Human immunodeficiency virus-1 Nef expression induces intracellular accumulation of multivesicular bodies and major histocompatibility complex class II complexes: potential role of phosphatidylinositol 3-kinase - PubMed (original) (raw)

Human immunodeficiency virus-1 Nef expression induces intracellular accumulation of multivesicular bodies and major histocompatibility complex class II complexes: potential role of phosphatidylinositol 3-kinase

Pamela Stumptner-Cuvelette et al.
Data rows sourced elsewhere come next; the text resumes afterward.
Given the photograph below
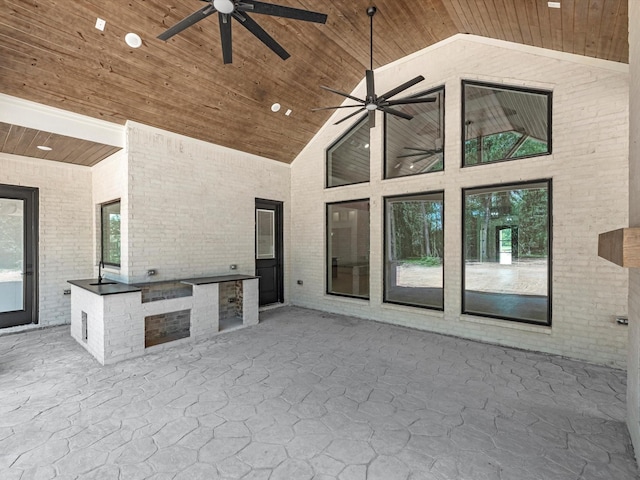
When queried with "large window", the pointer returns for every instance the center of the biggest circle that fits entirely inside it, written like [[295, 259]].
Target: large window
[[503, 123], [348, 248], [507, 251], [414, 246], [417, 145], [110, 228], [348, 157]]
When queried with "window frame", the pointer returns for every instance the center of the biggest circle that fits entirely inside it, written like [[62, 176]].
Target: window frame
[[102, 232], [513, 88], [386, 245], [364, 120], [511, 186], [431, 91], [327, 249]]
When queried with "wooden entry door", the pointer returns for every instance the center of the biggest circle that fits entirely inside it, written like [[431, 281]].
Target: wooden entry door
[[18, 255], [269, 255]]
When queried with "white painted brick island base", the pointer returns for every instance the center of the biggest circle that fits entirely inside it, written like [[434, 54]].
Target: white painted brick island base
[[115, 321]]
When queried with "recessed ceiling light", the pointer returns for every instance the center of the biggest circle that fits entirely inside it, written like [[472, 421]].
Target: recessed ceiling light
[[223, 6], [133, 40]]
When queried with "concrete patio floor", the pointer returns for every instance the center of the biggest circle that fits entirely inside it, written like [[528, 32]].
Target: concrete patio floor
[[309, 395]]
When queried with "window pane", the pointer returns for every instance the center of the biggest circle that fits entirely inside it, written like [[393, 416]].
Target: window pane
[[507, 252], [265, 232], [504, 123], [111, 233], [348, 248], [414, 250], [11, 255], [415, 146], [348, 158]]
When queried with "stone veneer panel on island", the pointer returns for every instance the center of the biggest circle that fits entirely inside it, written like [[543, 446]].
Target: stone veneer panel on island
[[112, 322]]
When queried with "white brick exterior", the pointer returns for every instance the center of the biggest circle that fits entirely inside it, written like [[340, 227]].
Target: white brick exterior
[[589, 172], [65, 228], [191, 205], [633, 381]]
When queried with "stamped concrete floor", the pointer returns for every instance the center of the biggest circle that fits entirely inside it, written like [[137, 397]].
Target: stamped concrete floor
[[308, 395]]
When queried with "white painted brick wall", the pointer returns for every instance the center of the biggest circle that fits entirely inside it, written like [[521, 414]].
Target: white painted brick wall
[[590, 195], [633, 372], [65, 233], [191, 205]]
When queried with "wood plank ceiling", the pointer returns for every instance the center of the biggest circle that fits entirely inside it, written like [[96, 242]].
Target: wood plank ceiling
[[51, 53], [25, 141]]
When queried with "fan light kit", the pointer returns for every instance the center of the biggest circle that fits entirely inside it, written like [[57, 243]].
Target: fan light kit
[[239, 10], [133, 40], [373, 102]]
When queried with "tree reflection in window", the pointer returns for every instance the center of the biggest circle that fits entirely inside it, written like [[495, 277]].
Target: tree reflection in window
[[504, 123], [507, 254]]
Mol Biol Cell. 2003 Dec.

Abstract

Nef alters the cell surface expression of several immunoreceptors, which may contribute to viral escape. We show that Nef modifies major histocompatibility complex class II (MHC II) intracellular trafficking and thereby its function. In the presence of Nef, mature, peptide-loaded MHC II were down-modulated at the cell surface and accumulated intracellularly, whereas immature (invariant [Ii] chain-associated) MHC II expression at the plasma membrane was increased. Antibody internalization experiments and subcellular fractionation analyses showed that immature MHC II were internalized from the plasma membrane but had limited access to lysosomes, explaining the reduced Ii chain degradation. Immunoelectron microscopy revealed that Nef expression induced a marked accumulation of multivesicular bodies (MVBs) containing Nef, MHC II, and high amounts of Ii chain. The Nef-induced up-regulation of surface Ii chain was inhibited by LY294002 exposure, indicating the involvement of a phosphatidylinositol 3-kinase, whose products play a key role in MVB biogenesis. Together, our results indicate that Nef induces an increase of the number of MVBs where MHC II complexes accumulate. Given that human immunodeficiency virus recruits the MVB machinery for its assembly process, our data raise the possibility that Nef is involved in viral assembly through its effect on MVBs.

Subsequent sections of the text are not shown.